Children Diet To Keep Off Pounds And Ward Off Bullying, Survey Says
A recent survey of 1,500 of children between ages 7 and 18 revealed that young teens diet and worry about their weight.
About 44 percent of children between the ages of 11 and 13 say they've been bullied because of their weight, and more than 40 percent of kids younger than 10 admitted they were concerned about packing on the pounds, with nearly one-fourth reporting having been on a diet in the last year, according to the Press Association.
Results also highlight that a majority of participants are aware of several unhealthy weight-loss methods, such as using laxatives, throwing up, administering a regular diet and visiting anorexia websites.
The dieting survey was conducted by online companies Onepoll and Youngpoll for the television special "Dying to Be Thin: Tonight," which explored health topics such as eating disorders and children's attitudes toward food.
Sadly, dieting is among a variety of other extreme methods some adolescents are taking to avoid being tormented by their peers.
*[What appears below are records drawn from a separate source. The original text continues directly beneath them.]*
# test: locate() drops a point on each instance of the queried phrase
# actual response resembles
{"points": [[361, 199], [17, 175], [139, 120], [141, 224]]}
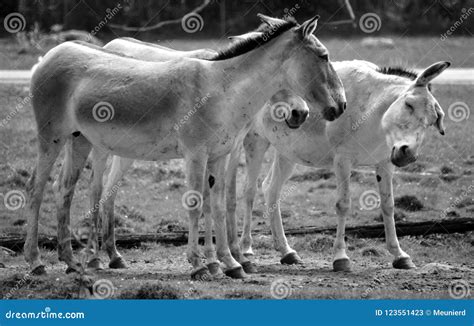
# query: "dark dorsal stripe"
{"points": [[240, 47], [398, 71]]}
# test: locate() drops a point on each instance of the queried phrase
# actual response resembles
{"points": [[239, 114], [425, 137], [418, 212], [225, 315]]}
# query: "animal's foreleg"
{"points": [[255, 148], [118, 168], [217, 173], [231, 202], [47, 155]]}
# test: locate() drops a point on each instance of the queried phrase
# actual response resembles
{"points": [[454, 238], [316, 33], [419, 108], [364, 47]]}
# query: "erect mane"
{"points": [[398, 71], [268, 33]]}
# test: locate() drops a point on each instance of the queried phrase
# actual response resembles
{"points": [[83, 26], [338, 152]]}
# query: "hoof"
{"points": [[118, 263], [403, 263], [201, 274], [291, 259], [237, 272], [214, 268], [95, 264], [39, 270], [249, 267], [341, 265]]}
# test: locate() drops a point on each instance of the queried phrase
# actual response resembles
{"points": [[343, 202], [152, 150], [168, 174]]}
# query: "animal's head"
{"points": [[406, 120], [287, 106], [306, 67]]}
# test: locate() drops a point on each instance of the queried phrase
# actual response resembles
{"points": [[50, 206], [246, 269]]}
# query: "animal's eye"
{"points": [[325, 57]]}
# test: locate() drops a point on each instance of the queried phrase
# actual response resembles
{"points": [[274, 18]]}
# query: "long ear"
{"points": [[244, 36], [270, 21], [309, 26], [440, 119], [431, 73]]}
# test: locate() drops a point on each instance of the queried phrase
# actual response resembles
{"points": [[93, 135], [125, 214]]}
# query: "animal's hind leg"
{"points": [[47, 155], [118, 168], [76, 152], [209, 249], [99, 160]]}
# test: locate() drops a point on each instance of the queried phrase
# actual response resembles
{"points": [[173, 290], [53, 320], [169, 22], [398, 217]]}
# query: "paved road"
{"points": [[452, 76]]}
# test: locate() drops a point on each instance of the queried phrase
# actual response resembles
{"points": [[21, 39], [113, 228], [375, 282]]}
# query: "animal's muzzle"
{"points": [[296, 118], [332, 113], [402, 156]]}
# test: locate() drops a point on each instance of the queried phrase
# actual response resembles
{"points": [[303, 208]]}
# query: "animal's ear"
{"points": [[440, 119], [244, 36], [309, 26], [270, 21], [431, 73]]}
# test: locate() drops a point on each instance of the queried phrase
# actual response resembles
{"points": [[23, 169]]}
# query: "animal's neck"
{"points": [[249, 80]]}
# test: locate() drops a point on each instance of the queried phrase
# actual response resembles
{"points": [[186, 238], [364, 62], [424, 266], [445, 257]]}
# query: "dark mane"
{"points": [[398, 71], [243, 46]]}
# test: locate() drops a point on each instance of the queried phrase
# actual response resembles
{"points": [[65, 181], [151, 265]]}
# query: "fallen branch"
{"points": [[457, 225], [160, 24]]}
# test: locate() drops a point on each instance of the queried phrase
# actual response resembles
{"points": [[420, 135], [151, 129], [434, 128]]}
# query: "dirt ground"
{"points": [[439, 185]]}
Last year, 13-year-old Nicolette Taylor resorted to plastic surgery to escape harassment and name-calling, particularly on social networking sites such as Facebook.
"All my friends could see [my nose], all my new friends, and I didn't want them saying things," Taylor told Nightline about her decision to get a nose job. "Gossip goes around, and it really hurts."
Although adolescents get picked on for a variety of reasons, weight is the top reason children are bullied at school, Yahoo! Shine reports.
And according to Rebecca Puhl, Director of Research at the Rudd Center for Food Policy at Yale University, a new ad campaign in Georgia is only "perpetua[ting] negative stereotypes."
The ads, which aim to curb childhood obesity rates, feature photos of overweight children accompanied by text, such as "WARNING: It's hard to be a little girl if you're not."
Campaign supporters say the ads educate parents with the harsh reality they need to become aware of the rising obesity rate among children, but others say the ads only shame children for their size.
"We need to fight obesity, not obese people," Marsha Davis, a childhood obesity prevention researcher, told the Atlanta Journal-Constitution.